Enter the next door neighbor (or whatever foriegn power you want to put here). So say the next door neighbor just strikes Dad as wrong. So he starts in on the posturing, perhaps he goes over and warns him about his three-foot tall statue of a working penis. But the neighbor just brushes him off. Then he starts talking to the other neighbors about that statue, trying to gain some support.

But in the end, he has to have his family backing him, or else none of the other families are going to buy what he has to say, right? I mean if the guy doesn't even have his own house in order, how can anyone else support him? So he starts with his wife, knowing that she can get her daughters attention. In some cases, he tells a few white lies, in some cases he doesn't have to. But lets keep going with the statue thing, because I really like it.

So he paints a pretty lurid picture for his wife. Well his wife doesn't really trust him, I mean it's only a statue, right? But Dad says he talked to the guy and he blew Dad off and treated it like it was no big deal. Totally dissed the entire family in the process. Well his wife tries to go over to the neighbors and gets the brush off too. So is stuck with her husband's story.

After a bit of hemming and hawing, she tells her daughter the story about the three-foot working penis. She keeps out the most lurid details, but it's still pretty impressive. Well she likes her Daddy, and she's kind of pissed that the neighbor's picking on them. So she joins forces with her Daddy and well Mom's along for the ride right now, because the neighbor's not talking, and she doesn't have any other information.

Now the neighbor starts to get surly. He makes a bunch of counter-accusations. Thing escalate until Dad decides to go onto the neighbor's property to destroy the penis. And then everything goes to hell. The Penis doesn't get destroyed but the fence between the properties does. Lawns get trashed. Statuary destroyed. Maybe the penis even gets chipped. The neighbors who agree are all cheering Dad on, the neighbors that don't are all complaining.

But for right now Dad's got what he wants - a war on the neighbor.

And then Mom realizes that this is all about a three-foot-tall working penis. She starts telling her daughter about all the horrible things Dad is doing to the neighbor. She's kind of ashamed that she originally told her daughter about this stuff to begin with. But Dad's at war, so he doesn't care, except when his daughter comes up to him one day and says, "I want a new Dad because your being horrible." That's when he figures out that he's in trouble, so he tries to backpedal a bit, or tries to bluff his way through, but the daughter's not buying it, Mom's not buying it, but he's at war now, so what's he going to do. So he keeps at it.

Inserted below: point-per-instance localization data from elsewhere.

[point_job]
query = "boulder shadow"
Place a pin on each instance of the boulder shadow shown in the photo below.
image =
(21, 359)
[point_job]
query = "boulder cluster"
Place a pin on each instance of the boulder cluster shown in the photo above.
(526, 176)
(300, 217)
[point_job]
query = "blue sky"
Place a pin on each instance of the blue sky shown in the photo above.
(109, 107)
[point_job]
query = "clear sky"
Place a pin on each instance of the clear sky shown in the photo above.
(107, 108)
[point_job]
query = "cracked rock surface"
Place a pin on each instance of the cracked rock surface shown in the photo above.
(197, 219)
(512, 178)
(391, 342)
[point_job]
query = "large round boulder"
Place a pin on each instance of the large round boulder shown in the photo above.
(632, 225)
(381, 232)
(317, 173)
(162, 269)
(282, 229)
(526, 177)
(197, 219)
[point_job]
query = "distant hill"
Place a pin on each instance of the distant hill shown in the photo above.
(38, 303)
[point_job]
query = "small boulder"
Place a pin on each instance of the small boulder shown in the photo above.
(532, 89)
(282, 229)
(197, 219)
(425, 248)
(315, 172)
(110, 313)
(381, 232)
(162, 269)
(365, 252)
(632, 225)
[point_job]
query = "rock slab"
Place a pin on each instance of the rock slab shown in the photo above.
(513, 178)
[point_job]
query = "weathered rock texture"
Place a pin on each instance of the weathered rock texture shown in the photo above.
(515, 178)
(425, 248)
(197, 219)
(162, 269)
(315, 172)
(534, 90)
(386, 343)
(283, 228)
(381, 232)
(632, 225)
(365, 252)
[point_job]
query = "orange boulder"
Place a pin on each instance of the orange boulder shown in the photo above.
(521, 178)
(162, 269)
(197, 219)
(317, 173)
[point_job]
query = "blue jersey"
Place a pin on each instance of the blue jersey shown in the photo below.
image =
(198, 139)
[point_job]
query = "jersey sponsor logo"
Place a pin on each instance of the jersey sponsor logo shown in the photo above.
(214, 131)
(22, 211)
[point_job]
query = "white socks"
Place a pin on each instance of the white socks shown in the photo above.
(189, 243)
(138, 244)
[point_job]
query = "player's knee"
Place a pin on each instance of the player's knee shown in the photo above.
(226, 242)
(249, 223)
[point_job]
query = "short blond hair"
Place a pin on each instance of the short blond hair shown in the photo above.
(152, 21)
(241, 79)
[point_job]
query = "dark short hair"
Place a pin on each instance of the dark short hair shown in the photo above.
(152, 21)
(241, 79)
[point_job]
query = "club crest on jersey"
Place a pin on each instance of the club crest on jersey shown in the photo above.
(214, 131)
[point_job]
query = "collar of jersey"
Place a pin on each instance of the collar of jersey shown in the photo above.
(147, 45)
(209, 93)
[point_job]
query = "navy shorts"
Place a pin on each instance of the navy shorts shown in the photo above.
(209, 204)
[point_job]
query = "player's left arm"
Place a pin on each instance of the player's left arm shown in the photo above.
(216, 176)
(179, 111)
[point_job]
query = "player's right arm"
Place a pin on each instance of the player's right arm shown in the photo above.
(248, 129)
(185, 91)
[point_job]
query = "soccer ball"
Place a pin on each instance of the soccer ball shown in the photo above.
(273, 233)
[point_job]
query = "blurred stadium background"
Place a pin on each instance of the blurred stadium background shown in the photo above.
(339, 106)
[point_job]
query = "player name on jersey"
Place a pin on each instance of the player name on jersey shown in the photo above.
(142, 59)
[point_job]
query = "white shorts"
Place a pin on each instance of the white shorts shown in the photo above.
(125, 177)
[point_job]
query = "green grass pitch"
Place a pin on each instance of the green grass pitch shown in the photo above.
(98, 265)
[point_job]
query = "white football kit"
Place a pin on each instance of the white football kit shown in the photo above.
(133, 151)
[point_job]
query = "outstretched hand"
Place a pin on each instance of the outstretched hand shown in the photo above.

And then Fluffy the dog gets killed trying to stop the neighbor from coming over to the lawn. And things really get bad for Dad. Everyone loves Fluffy. (This is not a statement intended to say that soliders are stupid dogs, just to say that everyone likes dogs or they should.)

The question then becomes for the daughter is all of this disaster worth wrecking a three-foot-tall penis?

And that is my take on the media's relationship when it comes to war. Honestly, I think it's the only way the media can go. As long as they do their best to report the facts as they learn them, then there isn't much more they can do. And this is the relationship that Starship Operators showed. Sorry, if this all seems a bit off of the anime topic. You can leave that comment as well.